He had Group Two form on the turf in Australia pre-import but Czarson has Ricky Yiu Poon-fai convinced he’s a better horse on the dirt – something the reigning champion trainer is having trouble relaying to owner Justin Li Cheng-yan.

After importing a horse that finished second in the Group Two Champagne Classic (1,200m) in Brisbane, it’s only natural for Li to expect his acquisition to continue performing on the turf but in 11 Hong Kong starts Czarson’s sole victory and three placings have all come on the all-weather surface.

“The owner doesn’t really believe me when I say he’s half a class better on the dirt than on the grass,” Yiu said. “He says ‘well, in Australia he placed in a Group Two. Why can’t he perform here on the grass?’.

Czarson bolts in at Sha Tin.

“That I don’t know but my first impression when I got him from [John Moore’s] stable was that he worked really well on the dirt in the mornings. I ran him first-up on the dirt and he’s kept performing on the dirt.”

Douglas Whyte’s Carroll Street ready to roll after enforced break at Conghua

The son of Stratum lines up in Saturday’s Class Two Alnwick Handicap (1,200m) on the Sha Tin all-weather track and is chasing his first victory in the grade.

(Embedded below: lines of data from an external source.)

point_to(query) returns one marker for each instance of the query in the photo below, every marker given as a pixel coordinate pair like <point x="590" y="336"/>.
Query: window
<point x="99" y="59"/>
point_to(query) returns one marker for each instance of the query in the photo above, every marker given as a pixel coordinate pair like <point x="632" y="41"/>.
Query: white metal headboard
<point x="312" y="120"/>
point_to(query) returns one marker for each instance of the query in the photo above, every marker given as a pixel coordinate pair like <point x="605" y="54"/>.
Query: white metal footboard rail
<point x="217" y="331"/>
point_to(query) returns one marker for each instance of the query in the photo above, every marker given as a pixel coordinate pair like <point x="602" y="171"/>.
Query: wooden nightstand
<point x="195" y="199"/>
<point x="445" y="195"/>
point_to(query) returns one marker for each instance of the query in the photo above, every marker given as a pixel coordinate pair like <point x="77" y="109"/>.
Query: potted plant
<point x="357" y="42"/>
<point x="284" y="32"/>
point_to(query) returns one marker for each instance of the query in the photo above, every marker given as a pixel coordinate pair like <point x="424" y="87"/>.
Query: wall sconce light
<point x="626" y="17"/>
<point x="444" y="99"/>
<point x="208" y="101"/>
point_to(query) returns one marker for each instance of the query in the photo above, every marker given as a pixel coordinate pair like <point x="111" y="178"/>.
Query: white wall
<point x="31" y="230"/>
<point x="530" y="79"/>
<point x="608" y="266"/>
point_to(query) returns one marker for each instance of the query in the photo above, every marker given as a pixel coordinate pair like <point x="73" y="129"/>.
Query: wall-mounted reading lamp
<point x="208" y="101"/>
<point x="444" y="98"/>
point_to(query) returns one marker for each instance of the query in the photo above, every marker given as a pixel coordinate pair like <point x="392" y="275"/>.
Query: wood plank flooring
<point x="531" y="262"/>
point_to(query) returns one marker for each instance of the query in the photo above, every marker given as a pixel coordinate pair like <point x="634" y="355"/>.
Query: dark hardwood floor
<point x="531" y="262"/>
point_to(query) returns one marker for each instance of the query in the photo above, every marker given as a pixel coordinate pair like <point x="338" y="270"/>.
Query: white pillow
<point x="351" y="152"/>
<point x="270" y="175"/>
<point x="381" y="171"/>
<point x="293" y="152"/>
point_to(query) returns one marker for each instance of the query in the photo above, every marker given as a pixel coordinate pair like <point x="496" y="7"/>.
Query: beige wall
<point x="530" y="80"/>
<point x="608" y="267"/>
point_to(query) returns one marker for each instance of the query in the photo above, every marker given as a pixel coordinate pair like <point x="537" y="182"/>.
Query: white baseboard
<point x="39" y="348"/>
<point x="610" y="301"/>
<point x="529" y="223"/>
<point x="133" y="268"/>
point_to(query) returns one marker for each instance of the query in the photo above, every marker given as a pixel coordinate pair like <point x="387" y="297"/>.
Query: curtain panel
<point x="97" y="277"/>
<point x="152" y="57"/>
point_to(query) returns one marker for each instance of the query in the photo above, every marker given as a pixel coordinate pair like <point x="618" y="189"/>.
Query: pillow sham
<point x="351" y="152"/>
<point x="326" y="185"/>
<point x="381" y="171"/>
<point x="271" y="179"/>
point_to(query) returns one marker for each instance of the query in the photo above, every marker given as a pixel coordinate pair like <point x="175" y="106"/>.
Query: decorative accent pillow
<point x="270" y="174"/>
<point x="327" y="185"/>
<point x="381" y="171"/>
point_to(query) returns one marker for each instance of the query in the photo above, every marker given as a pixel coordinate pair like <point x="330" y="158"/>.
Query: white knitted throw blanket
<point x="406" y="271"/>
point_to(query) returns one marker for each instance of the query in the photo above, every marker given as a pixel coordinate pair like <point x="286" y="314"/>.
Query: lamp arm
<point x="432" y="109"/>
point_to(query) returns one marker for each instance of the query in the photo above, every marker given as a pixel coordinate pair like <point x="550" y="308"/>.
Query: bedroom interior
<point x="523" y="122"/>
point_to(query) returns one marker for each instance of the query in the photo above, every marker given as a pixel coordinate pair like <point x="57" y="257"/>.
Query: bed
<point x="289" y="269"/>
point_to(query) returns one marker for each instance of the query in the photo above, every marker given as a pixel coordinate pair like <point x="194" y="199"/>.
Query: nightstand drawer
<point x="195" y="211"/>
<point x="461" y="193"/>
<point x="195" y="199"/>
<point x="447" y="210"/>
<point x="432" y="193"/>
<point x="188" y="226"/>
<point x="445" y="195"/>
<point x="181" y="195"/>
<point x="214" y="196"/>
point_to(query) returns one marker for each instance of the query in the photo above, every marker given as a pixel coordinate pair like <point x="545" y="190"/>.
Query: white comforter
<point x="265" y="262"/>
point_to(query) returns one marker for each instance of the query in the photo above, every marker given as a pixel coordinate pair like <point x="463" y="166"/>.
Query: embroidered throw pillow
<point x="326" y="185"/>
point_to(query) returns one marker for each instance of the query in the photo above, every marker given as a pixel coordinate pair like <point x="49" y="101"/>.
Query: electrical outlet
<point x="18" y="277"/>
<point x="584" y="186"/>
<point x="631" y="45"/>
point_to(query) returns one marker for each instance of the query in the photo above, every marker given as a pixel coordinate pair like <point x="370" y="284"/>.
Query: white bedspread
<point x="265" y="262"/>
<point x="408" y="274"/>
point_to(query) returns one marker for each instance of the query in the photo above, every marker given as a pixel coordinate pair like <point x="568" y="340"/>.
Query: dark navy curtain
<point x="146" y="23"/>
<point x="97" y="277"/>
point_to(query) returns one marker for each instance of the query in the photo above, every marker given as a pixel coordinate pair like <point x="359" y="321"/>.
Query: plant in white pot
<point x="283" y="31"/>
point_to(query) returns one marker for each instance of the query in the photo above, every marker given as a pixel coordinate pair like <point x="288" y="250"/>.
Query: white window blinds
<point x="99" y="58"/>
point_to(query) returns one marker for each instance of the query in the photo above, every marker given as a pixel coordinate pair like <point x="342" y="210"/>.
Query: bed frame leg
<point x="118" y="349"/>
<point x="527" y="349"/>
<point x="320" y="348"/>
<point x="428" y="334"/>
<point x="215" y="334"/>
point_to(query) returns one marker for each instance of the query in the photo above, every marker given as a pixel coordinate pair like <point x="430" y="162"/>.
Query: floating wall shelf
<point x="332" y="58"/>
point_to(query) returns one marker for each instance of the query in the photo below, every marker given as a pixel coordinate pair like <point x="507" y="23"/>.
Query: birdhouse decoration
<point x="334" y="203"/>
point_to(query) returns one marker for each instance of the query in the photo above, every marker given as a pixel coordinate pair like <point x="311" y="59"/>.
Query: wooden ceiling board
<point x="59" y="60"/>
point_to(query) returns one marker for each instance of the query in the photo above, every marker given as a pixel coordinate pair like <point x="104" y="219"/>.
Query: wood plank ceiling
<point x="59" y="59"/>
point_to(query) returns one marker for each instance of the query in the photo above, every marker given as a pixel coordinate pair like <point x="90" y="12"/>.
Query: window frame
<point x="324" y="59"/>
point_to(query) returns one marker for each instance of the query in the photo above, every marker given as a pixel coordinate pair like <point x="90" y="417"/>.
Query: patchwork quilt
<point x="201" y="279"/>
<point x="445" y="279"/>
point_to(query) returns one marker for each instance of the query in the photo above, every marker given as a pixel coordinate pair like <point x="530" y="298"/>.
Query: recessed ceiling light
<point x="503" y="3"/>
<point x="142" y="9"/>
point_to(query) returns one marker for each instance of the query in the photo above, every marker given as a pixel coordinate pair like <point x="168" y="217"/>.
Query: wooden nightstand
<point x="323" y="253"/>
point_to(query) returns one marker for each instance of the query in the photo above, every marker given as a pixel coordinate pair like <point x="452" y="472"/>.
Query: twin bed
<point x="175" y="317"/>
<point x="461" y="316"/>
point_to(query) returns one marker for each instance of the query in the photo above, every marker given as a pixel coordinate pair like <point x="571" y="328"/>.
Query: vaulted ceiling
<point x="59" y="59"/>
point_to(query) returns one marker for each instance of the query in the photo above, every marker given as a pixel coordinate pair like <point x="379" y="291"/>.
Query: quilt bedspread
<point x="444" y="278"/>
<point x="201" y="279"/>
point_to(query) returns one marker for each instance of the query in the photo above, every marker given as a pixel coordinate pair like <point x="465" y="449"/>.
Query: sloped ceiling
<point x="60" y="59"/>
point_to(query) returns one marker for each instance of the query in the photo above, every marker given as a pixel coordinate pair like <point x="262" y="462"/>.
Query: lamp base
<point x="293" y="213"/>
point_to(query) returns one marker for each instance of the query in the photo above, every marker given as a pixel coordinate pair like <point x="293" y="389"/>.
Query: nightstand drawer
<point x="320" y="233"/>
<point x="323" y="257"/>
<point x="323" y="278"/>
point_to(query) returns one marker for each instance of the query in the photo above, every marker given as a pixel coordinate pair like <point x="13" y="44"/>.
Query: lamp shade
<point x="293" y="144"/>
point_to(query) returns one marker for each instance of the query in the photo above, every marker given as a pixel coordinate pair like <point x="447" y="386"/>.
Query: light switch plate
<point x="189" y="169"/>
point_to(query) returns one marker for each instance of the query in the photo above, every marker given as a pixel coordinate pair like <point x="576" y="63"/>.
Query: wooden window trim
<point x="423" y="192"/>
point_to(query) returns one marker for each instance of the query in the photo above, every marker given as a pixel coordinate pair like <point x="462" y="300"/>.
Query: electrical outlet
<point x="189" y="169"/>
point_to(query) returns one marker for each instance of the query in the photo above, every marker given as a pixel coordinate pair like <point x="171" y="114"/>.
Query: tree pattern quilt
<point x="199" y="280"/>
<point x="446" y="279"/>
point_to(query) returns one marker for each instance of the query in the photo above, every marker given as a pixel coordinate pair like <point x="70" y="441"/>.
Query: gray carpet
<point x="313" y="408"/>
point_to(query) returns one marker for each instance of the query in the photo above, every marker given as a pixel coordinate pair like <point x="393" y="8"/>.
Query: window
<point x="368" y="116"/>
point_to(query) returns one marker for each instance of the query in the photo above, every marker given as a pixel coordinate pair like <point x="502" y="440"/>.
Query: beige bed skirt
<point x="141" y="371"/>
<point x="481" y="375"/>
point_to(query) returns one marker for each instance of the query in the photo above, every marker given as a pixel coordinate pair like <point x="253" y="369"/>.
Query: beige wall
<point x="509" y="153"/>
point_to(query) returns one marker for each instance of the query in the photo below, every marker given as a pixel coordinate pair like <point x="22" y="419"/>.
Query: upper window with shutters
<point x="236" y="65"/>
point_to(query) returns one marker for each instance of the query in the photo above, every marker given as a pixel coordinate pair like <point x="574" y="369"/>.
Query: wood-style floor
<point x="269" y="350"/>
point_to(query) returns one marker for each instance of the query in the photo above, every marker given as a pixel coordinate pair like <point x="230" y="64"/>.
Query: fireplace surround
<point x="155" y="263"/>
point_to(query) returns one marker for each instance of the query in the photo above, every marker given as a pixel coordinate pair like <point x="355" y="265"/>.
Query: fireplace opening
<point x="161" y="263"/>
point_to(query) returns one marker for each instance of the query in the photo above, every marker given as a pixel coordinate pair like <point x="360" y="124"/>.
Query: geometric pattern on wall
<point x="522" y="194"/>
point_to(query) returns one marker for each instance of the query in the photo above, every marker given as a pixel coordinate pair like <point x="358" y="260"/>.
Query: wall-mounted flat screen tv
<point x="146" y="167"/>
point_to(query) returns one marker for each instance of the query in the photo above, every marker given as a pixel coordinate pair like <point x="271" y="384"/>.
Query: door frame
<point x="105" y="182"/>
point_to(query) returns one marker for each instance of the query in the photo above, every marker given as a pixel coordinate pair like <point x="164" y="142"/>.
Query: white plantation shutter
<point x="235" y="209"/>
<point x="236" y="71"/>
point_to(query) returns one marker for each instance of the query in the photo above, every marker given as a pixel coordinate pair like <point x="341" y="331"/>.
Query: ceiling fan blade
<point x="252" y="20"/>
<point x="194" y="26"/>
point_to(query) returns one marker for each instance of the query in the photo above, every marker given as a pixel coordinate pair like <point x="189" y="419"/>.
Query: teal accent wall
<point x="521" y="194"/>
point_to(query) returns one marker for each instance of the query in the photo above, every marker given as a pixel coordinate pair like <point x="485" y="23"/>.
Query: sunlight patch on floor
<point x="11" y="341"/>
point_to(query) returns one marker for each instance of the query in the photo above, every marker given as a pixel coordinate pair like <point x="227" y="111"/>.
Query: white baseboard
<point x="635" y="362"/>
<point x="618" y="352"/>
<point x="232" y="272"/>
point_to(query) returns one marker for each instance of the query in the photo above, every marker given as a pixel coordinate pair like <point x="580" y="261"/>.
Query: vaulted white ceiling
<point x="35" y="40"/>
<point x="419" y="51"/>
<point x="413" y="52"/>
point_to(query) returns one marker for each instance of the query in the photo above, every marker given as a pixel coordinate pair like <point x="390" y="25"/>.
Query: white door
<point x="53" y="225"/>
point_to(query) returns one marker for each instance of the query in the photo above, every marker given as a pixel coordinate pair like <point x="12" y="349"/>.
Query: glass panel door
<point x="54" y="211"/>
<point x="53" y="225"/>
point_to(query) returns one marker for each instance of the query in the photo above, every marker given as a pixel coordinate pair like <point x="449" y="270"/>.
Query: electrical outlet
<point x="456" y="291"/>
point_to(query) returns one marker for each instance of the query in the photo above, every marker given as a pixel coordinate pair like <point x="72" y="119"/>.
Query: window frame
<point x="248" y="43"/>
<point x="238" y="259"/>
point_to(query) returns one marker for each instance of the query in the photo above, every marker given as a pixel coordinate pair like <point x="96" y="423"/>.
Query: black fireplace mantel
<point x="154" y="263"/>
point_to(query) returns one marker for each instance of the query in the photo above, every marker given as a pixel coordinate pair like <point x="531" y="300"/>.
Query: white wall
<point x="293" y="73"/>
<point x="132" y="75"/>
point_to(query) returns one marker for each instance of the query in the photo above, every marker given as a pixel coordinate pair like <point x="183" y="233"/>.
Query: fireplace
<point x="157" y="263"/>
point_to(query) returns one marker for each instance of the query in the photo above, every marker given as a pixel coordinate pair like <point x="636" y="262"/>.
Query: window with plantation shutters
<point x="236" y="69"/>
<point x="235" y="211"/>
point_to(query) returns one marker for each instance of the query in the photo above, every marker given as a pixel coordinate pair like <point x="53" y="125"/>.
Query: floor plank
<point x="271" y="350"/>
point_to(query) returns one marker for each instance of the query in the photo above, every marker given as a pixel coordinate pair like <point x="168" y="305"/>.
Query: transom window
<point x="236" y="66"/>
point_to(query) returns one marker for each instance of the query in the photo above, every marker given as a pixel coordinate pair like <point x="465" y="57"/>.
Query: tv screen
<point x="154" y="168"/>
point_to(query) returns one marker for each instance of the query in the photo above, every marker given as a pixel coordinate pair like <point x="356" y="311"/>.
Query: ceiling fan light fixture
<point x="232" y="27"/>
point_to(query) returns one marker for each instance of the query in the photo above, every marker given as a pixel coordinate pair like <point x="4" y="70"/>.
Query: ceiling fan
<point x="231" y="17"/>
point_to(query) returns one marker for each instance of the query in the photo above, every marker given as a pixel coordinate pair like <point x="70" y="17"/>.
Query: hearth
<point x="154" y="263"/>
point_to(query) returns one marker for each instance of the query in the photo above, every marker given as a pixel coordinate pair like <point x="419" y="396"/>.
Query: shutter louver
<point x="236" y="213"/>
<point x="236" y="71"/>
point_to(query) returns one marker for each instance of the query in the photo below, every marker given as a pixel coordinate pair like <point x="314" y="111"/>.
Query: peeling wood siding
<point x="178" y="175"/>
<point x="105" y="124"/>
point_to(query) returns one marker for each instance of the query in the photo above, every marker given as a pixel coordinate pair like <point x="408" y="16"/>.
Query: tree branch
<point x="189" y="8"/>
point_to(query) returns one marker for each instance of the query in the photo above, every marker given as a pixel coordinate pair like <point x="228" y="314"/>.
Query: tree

After five strong showings in Class Three to start the term – including a five-and-a-quarter length demolition job – Czarson has struggled three times on the turf in Class Two to go with a close fifth on the dirt two starts back.

“I would think he’s good enough to win in Class Two – I would not be surprised if he won,” Yiu said.

Czarson tackles a field featuring the likes of the Caspar Fownes-trained Kurpany, John Size’s Red Desert and Francis Lui Kin-wai-trained pair Highland Fortune and Victoriam.

Lui was poised to take a three-pronged attack into the afternoon’s only Class Two event but Igniting was scratched on Friday morning because of lameness, leaving the ultra-consistent trainer with a clear top pick of his two runners.

“Highland Fortune is the top pick, Igniting would have been my second choice because he’s in good form but Victoriam has been a little bit disappointing this season,” Lui said.

Francis Lui’s Highland Fortune salutes at Happy Valley last season.

Highland Fortune was one of Lui’s best soldiers as he made a push for last season’s premiership, winning twice late in the term during a purple patch of form at Happy Valley that also netted two placings.

The five-year-old has been somewhat inconsistent this campaign, with his best showing from his six starts a half-length fourth two starts back at the same course and distance as Saturday’s assignment.

“He looks like he likes the dirt so hopefully he can perform like last time. Last time he was very close and I expect him to be better this time,” said Lui, who eventually had to settle for a close third in the 2019-20 title race and sits equal fourth this season.

“Victoriam has struggled with his condition. I’m not sure how he will handle the dirt but I have to run him – hopefully he can perform or otherwise he will need to drop in the ratings.”